The White House Tuesday defended President Obama’s increasingly invisible campaign work for congressional Democrats in the midterm elections and suggested that candidates who are shunning him will be to blame if Democrats lose control of the Senate.
With Mr. Obama relegated to raising money behind closed doors and appealing to black voters on radio programs, the president’s spokesman said congressional candidates shouldn’t lose sight of Mr. Obama’s “unprecedented ability to earn the support of and turn out” blacks at the polls.
“The success of many of these Democratic candidates will depend on their own success in motivating voters that strongly supported the president in 2012,” said White House press secretary Josh Earnest. “Ultimately, those Democratic candidates will have to develop their own strategies in their states for figuring out how exactly to do that.”
The unpopular president has been sidelined on the campaign trail this fall, with congressional candidates avoiding joint appearances with Mr. Obama in key Senate races such as Alaska, Arkansas, Colorado, Louisiana and North Carolina. The president’s only campaign rallies to date have been with the Democratic gubernatorial candidates in Illinois, his home state, and in Maryland.
Mr. Obama told radio show host Al Sharpton that he knows Democratic candidates support his agenda, even if they don’t want to be seen with him.
“This isn’t about my feelings being hurt,” Mr. Obama said on Monday. “These are folks who are strong allies and supporters of me, and I tell them, ’you know what, you do what you need to do to win. I will be responsible for making sure that our voters turn out.’ The bottom line is, though, these are all folks who vote with me; they have supported my agenda in Congress.”
And each time Mr. Obama insists his agenda is on the ballot, Republican campaign operations gleefully remind voters of his comments. It’s creating a situation where Mr. Obama is limited to speaking to a relatively narrow section of the Democratic base, only in reliably “blue” states.
“He is going where they will welcome him and where he thinks he can help out in some way,” said former Rep. Connie Morella of Maryland, a Republican who now teaches at American University. “He’s losing any of the lustrous aura that he originally had.”
As Democratic candidates across the country try to distance themselves from Mr. Obama, the president can take comfort in the fact that he would be welcome in states such as bluer-than-blue Oregon.
“Certainly, anytime the president would like to come to Oregon, I’d love to show him around and talk to the issues we have here,” Sen. Jeff Merkley, Oregon Democrat, said Tuesday on MSNBC. “It would be fine for him to come here. But there [are] far closer races in other parts of the country. I want the president to make the best use of his time.”
Mr. Merkley leads Republican challenger Monica Wehby by 13.5 points in the RealClearPolitics latest average of public polling on his own race.
Asked why Democrats have had a hard time coming up with a message resonating with voters, Mr. Merkley cited “national scare tactics” employed by Republicans in recent weeks involving the Islamic State terrorist group and Ebola.
He said Democrats have been focused on a “fair shot” agenda with items like efforts to repatriate overseas jobs and make college affordable that have been blocked by Republicans.
“If we’re focused on the fair shot for all Americans, I think it would be very clear that the Democrats would be winning hands down,” he said.
But other than doing radio interviews, Mr. Obama has been in the background, raising money tirelessly for Democrats with big-money donors in locations such as New York, Chicago, Los Angeles and San Francisco.
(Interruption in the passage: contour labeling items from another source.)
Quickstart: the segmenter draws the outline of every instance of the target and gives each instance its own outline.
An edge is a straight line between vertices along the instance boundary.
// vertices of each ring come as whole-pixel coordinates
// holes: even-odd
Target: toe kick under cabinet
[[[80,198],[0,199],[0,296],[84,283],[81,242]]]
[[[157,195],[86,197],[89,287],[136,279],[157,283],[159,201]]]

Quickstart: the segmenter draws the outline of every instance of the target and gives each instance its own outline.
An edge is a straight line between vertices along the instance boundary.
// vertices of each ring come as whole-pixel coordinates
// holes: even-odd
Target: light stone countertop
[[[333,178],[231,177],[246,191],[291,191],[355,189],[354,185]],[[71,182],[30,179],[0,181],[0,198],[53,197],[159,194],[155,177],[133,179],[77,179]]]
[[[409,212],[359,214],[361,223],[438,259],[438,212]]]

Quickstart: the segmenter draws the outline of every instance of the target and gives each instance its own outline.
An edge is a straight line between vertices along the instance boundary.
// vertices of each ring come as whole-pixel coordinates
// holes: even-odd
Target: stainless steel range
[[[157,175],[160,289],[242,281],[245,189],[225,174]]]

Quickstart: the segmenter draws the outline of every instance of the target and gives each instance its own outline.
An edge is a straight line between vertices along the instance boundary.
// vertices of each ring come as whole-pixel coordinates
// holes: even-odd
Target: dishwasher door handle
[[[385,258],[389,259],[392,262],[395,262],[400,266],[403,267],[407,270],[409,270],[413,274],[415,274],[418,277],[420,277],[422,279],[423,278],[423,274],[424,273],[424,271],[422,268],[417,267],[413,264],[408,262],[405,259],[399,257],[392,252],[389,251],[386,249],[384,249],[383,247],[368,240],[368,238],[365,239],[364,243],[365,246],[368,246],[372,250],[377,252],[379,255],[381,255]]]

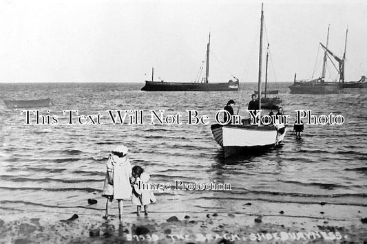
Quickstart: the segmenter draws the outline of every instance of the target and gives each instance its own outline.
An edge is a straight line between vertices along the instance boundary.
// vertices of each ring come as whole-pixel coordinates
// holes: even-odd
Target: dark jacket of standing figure
[[[233,108],[231,106],[231,104],[235,104],[235,102],[233,100],[230,100],[227,103],[226,107],[224,107],[224,110],[227,111],[231,115],[231,116],[234,115]],[[227,115],[227,113],[224,113],[224,122],[226,122],[227,120],[228,120],[228,117]]]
Aides say the White House is also offering Democratic candidates organizational advice and expertise from Mr. Obama’s get-out-the-vote re-election operation in 2012.
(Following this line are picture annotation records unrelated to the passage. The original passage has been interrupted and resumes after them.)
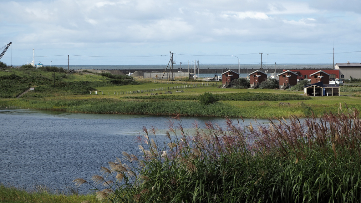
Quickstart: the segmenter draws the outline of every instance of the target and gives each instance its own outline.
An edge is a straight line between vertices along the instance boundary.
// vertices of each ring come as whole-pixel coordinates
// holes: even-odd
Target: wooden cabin
[[[222,73],[222,87],[230,87],[232,86],[232,81],[239,77],[239,74],[230,69],[227,70]]]
[[[320,82],[305,86],[304,94],[313,96],[340,96],[340,86]]]
[[[297,84],[298,74],[288,70],[277,76],[279,77],[279,88],[284,90]]]
[[[311,84],[322,82],[323,85],[330,84],[330,76],[331,75],[323,70],[320,70],[310,75]]]
[[[249,87],[251,88],[257,88],[261,82],[267,80],[267,73],[258,70],[248,75],[249,75]]]

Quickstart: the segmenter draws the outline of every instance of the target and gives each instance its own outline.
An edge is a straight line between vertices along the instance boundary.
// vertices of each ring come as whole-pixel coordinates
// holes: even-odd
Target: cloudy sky
[[[0,0],[10,42],[15,65],[361,62],[361,1]]]

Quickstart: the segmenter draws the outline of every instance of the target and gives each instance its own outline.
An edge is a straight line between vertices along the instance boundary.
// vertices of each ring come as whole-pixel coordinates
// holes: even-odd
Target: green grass
[[[1,203],[80,203],[86,201],[92,203],[100,203],[95,194],[76,195],[53,193],[47,190],[31,192],[8,187],[0,184]]]
[[[227,120],[225,129],[208,123],[188,134],[175,116],[168,141],[158,142],[155,129],[144,128],[137,143],[142,156],[123,152],[123,159],[102,168],[103,176],[92,177],[109,184],[97,198],[117,202],[359,202],[359,112],[322,118],[302,122],[294,117],[253,126]]]
[[[59,69],[55,73],[54,88],[53,72],[31,69],[10,70],[0,72],[0,97],[3,98],[0,105],[69,112],[180,113],[258,118],[289,117],[292,115],[305,117],[309,116],[311,111],[317,115],[337,113],[339,103],[344,102],[361,110],[358,92],[352,91],[358,87],[346,87],[344,90],[349,91],[342,92],[339,96],[312,97],[303,96],[302,91],[219,88],[219,83],[201,81],[143,79],[136,82],[142,83],[139,85],[116,85],[112,81],[117,79],[110,78],[109,75],[83,73],[66,75]],[[35,87],[35,90],[20,99],[11,99],[30,87]],[[184,92],[175,92],[177,90]],[[164,94],[168,90],[173,94]],[[98,94],[95,94],[95,91]],[[219,102],[208,107],[200,105],[199,96],[205,92],[213,94]],[[151,92],[159,95],[151,95]],[[280,105],[280,102],[290,105]]]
Mr. Earnest said the president still believes Democrats will win enough seats to hold onto the Senate — the GOP needs to pick up six seats — and that Mr. Obama isn’t interested in doling out blame for a potential loss. He said individual candidates “will get all of the credit or blame that they deserve for the outcome of the election.
“I’m also confident that people will evaluate what the president could do to be helpful,” Mr. Earnest said. “What the president is focused on is doing everything that he can to support Democratic candidates across the country.”
• David Sherfinski contributed to this report.